A federal judge has upheld the Trump administration's expansion of religious liberty exemptions to the Department of Health and Human Services' birth control coverage mandate.

U.S. District Judge Nathaniel Gorton rejected a lawsuit from Massachusetts' attorney general on Monday, concluding that the state did not have the standing to sue the administration.

"Because the Commonwealth has failed to set forth specific facts establishing that it will likely suffer future injury from the defendants' conduct, it lacks standing to prosecute this action and defendants' motion for summary judgment will therefore be allowed and plaintiff's motion for summary judgment will be denied," wrote Gorton.

Alliance Defending Freedom Senior Counsel Gregory S. Baylor, whose organization filed an amicus brief in the case, said in a statement released Tuesday that he agreed with the ruling.

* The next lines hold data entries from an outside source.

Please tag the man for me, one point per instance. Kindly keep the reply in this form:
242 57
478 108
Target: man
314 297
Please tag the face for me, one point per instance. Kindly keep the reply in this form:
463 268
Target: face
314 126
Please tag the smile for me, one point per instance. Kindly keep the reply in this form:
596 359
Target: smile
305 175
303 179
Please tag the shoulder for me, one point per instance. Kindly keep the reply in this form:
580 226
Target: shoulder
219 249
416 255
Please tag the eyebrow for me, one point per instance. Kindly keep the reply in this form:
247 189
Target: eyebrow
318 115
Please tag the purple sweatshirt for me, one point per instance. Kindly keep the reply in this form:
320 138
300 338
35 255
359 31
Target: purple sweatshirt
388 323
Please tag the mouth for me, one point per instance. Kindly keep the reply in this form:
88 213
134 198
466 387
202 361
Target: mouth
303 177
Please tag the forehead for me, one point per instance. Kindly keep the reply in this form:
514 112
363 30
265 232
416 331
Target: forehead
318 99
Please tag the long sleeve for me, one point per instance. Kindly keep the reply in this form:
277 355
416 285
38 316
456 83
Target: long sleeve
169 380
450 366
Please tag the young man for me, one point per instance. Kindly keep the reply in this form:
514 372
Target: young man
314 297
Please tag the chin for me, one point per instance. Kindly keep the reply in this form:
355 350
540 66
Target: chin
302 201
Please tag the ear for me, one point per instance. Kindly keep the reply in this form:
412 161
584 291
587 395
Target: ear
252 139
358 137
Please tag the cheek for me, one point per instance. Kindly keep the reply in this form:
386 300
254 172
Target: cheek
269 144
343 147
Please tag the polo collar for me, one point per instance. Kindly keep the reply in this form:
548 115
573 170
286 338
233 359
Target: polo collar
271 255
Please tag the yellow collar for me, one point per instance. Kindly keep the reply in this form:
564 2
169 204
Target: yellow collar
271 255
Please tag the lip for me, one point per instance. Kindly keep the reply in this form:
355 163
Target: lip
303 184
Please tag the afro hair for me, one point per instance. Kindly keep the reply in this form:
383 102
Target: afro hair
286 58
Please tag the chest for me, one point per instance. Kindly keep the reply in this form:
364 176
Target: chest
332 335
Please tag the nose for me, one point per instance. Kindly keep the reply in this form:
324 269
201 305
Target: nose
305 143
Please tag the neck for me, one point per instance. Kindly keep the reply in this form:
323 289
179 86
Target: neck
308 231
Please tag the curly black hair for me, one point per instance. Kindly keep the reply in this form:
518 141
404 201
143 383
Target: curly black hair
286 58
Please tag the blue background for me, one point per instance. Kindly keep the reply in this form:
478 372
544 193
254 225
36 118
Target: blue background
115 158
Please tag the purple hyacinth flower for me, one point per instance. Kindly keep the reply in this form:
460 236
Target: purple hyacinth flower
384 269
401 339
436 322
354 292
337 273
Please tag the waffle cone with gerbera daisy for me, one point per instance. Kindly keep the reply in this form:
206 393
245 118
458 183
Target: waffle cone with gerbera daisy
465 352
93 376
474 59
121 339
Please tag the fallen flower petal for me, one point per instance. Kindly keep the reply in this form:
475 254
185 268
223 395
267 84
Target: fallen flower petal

"All Americans should have the freedom to peacefully live and work consistently with their deeply held convictions without fear of government punishment," said Baylor.

"Because the court determined that Massachusetts doesn't have a sufficient legal basis for filing suit to challenge the rules, it refused to strike down rules protecting the freedom of pro-life organizations, like March for Life, and religious educational institutions, like Dordt College, to pursue their respective missions."

In October 2017, President Donald Trump announced that he was expanding the religious exemption to the HHS' preventive services mandate.

The broadened exemption allowed any nonprofit or for-profit entity with religious or moral objections to obtain an exemption from the mandate.

In response to the broadened exemption, several states including Massachusetts, California and Pennsylvania, filed lawsuits against the administration.

Massachusetts Attorney General Maura Healey said in a statement in October that she considered the broadened exemption to be "a direct attack on women's health and the right to access affordable and reliable contraception."

"This rule is unconstitutional because it allows employers, businesses, companies to impose their religious beliefs on their employees and that is a violation of the Establishment Clause," said Healey, as quoted by the Washington Examiner.

In December, U.S. District Judge Wendy Beetlestone issued a preliminary injunction against the new exemption, stating that she believed Pennsylvania's lawsuit against the administration was likely to succeed.

"It is difficult to comprehend a rule that does more to undermine the Contraceptive Mandate or that intrudes more into the lives of women," ruled Beetlestone.